With Greece’s economy now seen shrinking by about 7 percent this year, far more than the 4.5-5 percent envisaged when that target was set, Athens is eyeing cuts of about 13.5 billion euros just to offset the impact from lower tax revenues.
Leading a shaky coalition with two leftist parties which have yet to approve the cuts, Samaras is striving to convince the public this is the last round of austerity. One in four Greeks is out of a job and violent street protests are common.
Apart from appointing new heads to the privatization agency, no tangible progress has been made on promised changes such as liberalizing markets and professions or cutting staff at state companies, which poke a huge hole in the budget.
“Samaras must take on his own constituents, such as lawyers and pharmacists, that is his litmus test,” a troika source told Reuters on condition of anonymity. “The adjustment is so difficult because it is based on poverty, not on cutting profit margins.”

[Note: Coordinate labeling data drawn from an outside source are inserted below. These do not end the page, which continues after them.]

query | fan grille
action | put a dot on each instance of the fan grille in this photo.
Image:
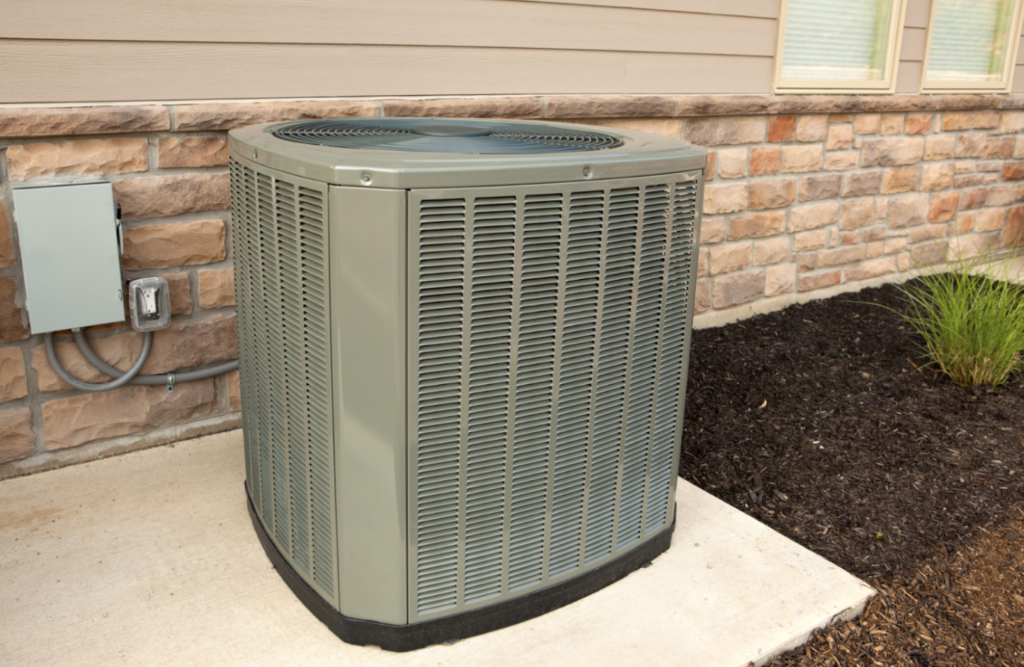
(444, 135)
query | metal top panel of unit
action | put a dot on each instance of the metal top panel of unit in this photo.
(431, 153)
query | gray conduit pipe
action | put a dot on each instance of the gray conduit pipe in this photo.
(123, 378)
(168, 378)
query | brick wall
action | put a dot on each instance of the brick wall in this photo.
(806, 196)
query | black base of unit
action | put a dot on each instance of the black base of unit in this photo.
(466, 624)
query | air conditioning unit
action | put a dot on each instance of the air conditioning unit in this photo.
(464, 348)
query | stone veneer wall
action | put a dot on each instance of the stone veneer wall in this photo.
(806, 195)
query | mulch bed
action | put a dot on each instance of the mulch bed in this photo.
(824, 422)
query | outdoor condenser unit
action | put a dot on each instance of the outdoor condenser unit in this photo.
(464, 348)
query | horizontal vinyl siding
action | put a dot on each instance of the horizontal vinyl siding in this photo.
(114, 51)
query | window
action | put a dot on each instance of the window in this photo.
(972, 45)
(838, 45)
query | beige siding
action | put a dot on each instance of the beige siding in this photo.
(109, 50)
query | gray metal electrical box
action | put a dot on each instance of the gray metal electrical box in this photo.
(69, 242)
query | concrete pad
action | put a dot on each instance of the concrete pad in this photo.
(150, 558)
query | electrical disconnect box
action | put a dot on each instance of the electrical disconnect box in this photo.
(68, 235)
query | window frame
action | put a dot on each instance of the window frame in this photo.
(885, 85)
(1004, 85)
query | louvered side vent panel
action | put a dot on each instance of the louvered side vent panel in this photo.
(667, 413)
(548, 355)
(281, 279)
(439, 429)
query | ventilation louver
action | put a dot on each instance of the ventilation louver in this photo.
(463, 353)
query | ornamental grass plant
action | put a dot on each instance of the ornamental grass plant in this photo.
(971, 316)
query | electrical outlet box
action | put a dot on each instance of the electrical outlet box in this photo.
(68, 235)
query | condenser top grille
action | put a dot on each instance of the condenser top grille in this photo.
(444, 135)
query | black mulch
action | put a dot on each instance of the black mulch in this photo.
(824, 422)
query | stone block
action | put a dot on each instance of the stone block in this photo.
(813, 216)
(732, 163)
(1013, 171)
(892, 124)
(901, 179)
(863, 182)
(972, 146)
(867, 123)
(173, 244)
(232, 380)
(781, 128)
(16, 436)
(939, 147)
(816, 188)
(933, 252)
(819, 281)
(812, 128)
(875, 234)
(956, 122)
(974, 198)
(12, 381)
(870, 268)
(840, 137)
(892, 153)
(772, 193)
(894, 245)
(841, 161)
(1013, 232)
(192, 152)
(780, 280)
(943, 207)
(227, 116)
(757, 225)
(937, 176)
(726, 105)
(771, 251)
(1012, 123)
(81, 419)
(965, 221)
(968, 180)
(701, 297)
(180, 289)
(558, 107)
(907, 211)
(810, 240)
(11, 325)
(728, 258)
(928, 233)
(670, 127)
(857, 213)
(989, 219)
(765, 161)
(1003, 195)
(6, 245)
(726, 198)
(801, 158)
(986, 120)
(919, 124)
(738, 288)
(163, 196)
(729, 130)
(844, 255)
(216, 288)
(39, 121)
(80, 157)
(712, 231)
(881, 208)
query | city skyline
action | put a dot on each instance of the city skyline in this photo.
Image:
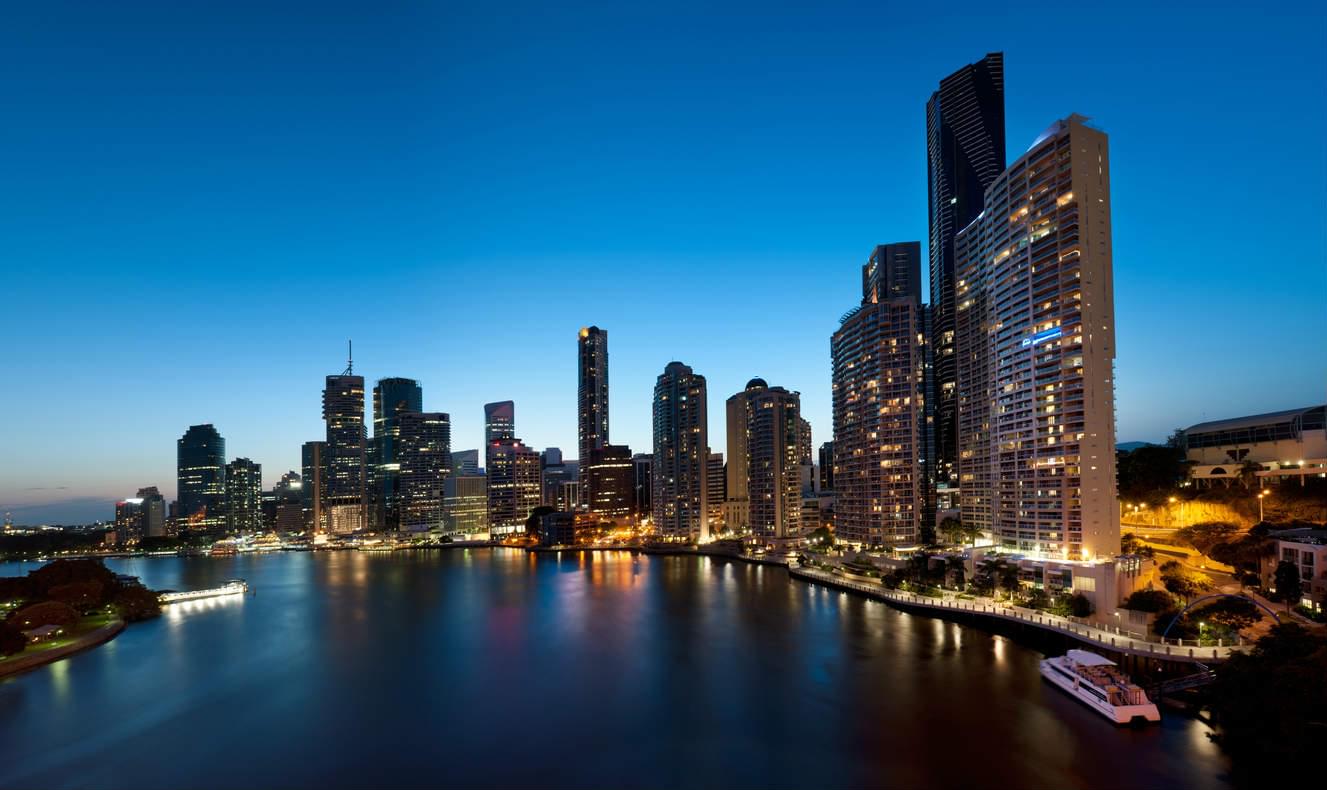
(267, 409)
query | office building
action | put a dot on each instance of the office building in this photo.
(312, 456)
(1037, 352)
(965, 153)
(465, 462)
(392, 397)
(153, 511)
(826, 466)
(681, 454)
(201, 478)
(879, 391)
(514, 485)
(767, 442)
(344, 457)
(1281, 446)
(641, 466)
(423, 454)
(466, 503)
(499, 421)
(611, 483)
(243, 495)
(592, 391)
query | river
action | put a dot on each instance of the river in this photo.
(503, 668)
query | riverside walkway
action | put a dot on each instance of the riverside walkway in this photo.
(1091, 635)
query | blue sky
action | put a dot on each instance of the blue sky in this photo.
(202, 202)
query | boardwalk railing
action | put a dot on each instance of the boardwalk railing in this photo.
(1102, 637)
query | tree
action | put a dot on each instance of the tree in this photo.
(11, 640)
(137, 603)
(1149, 600)
(1009, 578)
(51, 612)
(85, 596)
(1184, 582)
(1129, 543)
(1269, 703)
(1289, 586)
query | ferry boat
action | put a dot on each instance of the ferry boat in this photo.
(1100, 685)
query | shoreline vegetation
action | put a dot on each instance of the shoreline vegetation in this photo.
(67, 607)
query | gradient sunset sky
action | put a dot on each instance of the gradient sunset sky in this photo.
(202, 202)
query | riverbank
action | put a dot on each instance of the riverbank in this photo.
(27, 660)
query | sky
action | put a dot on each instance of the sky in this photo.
(202, 202)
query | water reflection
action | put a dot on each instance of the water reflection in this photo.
(488, 667)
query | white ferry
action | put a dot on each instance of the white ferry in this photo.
(1098, 683)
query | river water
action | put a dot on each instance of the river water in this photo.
(502, 668)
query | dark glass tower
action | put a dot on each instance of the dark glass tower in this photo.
(592, 393)
(392, 397)
(201, 478)
(965, 153)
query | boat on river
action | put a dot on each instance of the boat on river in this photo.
(1099, 684)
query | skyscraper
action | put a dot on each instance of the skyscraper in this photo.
(965, 152)
(423, 442)
(681, 454)
(392, 397)
(592, 392)
(1037, 352)
(243, 495)
(766, 436)
(514, 485)
(345, 487)
(313, 462)
(201, 478)
(499, 421)
(827, 466)
(611, 483)
(879, 404)
(154, 511)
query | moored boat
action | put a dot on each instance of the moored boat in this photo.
(1098, 683)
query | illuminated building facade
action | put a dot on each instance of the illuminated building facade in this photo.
(423, 454)
(965, 153)
(1037, 352)
(879, 357)
(592, 391)
(680, 494)
(243, 495)
(514, 485)
(466, 503)
(392, 397)
(611, 485)
(201, 478)
(345, 485)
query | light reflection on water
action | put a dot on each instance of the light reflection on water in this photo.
(654, 671)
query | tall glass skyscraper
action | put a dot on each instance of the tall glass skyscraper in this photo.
(392, 397)
(345, 487)
(879, 359)
(592, 392)
(1037, 352)
(681, 454)
(201, 478)
(965, 152)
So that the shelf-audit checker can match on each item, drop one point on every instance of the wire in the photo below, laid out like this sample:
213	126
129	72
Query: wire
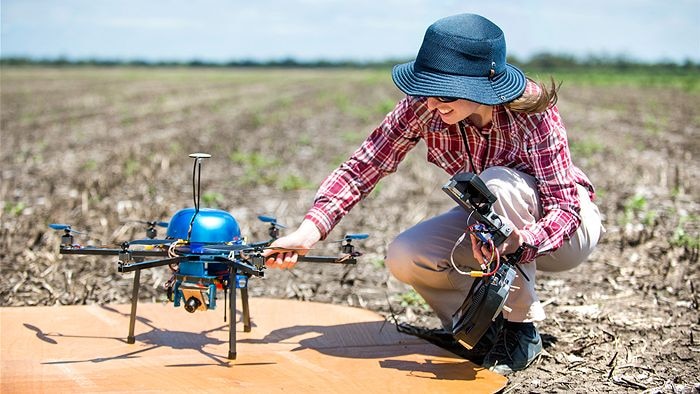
485	266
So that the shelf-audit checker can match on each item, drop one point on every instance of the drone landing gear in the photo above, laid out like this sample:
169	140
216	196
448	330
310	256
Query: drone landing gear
242	284
134	302
233	285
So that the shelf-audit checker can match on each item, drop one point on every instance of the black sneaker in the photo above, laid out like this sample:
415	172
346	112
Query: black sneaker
444	339
517	347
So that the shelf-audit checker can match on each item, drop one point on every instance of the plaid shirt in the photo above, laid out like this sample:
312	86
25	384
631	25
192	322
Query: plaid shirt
535	144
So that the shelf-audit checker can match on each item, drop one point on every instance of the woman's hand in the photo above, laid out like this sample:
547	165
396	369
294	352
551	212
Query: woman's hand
482	253
285	251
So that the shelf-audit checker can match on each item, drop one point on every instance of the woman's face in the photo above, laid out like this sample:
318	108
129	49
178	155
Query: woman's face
455	111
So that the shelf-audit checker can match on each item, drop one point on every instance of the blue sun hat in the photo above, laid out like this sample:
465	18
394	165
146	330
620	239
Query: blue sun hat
462	56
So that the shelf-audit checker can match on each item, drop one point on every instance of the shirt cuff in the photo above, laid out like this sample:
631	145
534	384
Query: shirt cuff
531	239
321	220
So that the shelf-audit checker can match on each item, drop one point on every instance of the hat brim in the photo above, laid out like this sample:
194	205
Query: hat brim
503	88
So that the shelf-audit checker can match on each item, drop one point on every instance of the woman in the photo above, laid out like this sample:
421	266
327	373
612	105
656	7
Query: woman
479	114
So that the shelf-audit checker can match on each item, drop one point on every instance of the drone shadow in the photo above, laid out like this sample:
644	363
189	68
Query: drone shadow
372	340
153	339
362	340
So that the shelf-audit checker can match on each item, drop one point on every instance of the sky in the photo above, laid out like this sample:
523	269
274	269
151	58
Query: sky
361	30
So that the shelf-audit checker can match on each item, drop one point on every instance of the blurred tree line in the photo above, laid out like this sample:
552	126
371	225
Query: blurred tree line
543	62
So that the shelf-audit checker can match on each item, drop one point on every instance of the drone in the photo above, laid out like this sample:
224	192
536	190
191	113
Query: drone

The severity of the recession means lenders are likely to forgive a small deviation from 2012’s 7.3 percent of GDP budget deficit target, officials said. Risks to the rest of the euro zone may also convince partners to turn a blind eye to Greece’s shortcomings and waive through enough cash to keep it afloat.
“I suspect some fudge will be agreed in the end but I doubt it will guarantee Greece’s place in the euro,” said Ben May of Capital Economics. “It will be a bit of a roller coaster ride.”
Lenders paid only part of a June loan installment and Athens had to seek ECB permission to sell more T-bills in order to repay an expiring bond in August - a type of bridging exercise it may employ again.
Partners will eventually have to decide whether to give Greece - which has so far secured 240 billion euros in EU and IMF bailout funds - more cash, time or an interest rate cut to escape a collapse that could also bring down Italy and Spain.
“I think in the end it’s inevitable the bailout plan will break down and it’s irrelevant who puts the nail in the coffin - Greece or its partners. The key issue is when,” said May.